Carl Truman, The Rise and Triumph of the Modern Self
Our culture is training us to believe that authenticity is the expression of the essential, internal self. We grow to believe that the world is our stage where we get to perform what is inside us. And all of this training comes through the door with us when we come to church. We assume (often unconsciously) that worship is an opportunity for self-expression based on my preferences. If I want to clap, raise my hands or say “Amen!” then I should be allowed to do so (or do none of them), because that’s what authentic worship means to me.
The church, however, is not a stage upon which we perform and worship is not self-expression. Rather, the church calls us to worship God under His authority and according to His design. When we do this, we worship together as one body, not as a congregation of individual selves. I’m sure you’ve noticed, as I have, that there are occasions when it feels like maybe we should clap. Some folks take full advantage; others do not. The problem is that this disjointed response result in confusion and something less than the full praise God deserves.
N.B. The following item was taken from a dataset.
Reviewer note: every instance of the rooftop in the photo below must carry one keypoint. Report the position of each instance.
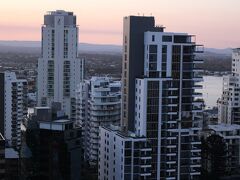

We should clap together or not at all.
Doxology Transforms
The occasion where the congregation most often wants to clap is following a choral anthem or after special music. Usually we have just heard something exquisite and we rightly want to respond with joy. Do we clap? What do we do? What we do is thank God together as a church. One way to do that well is by singing the doxology together. The doxology is the church’s cooperate expression of gratitude. It allows us to be unified, and as we sing it, it helps transform us away from expressive individualism and more and more into the image of Christ.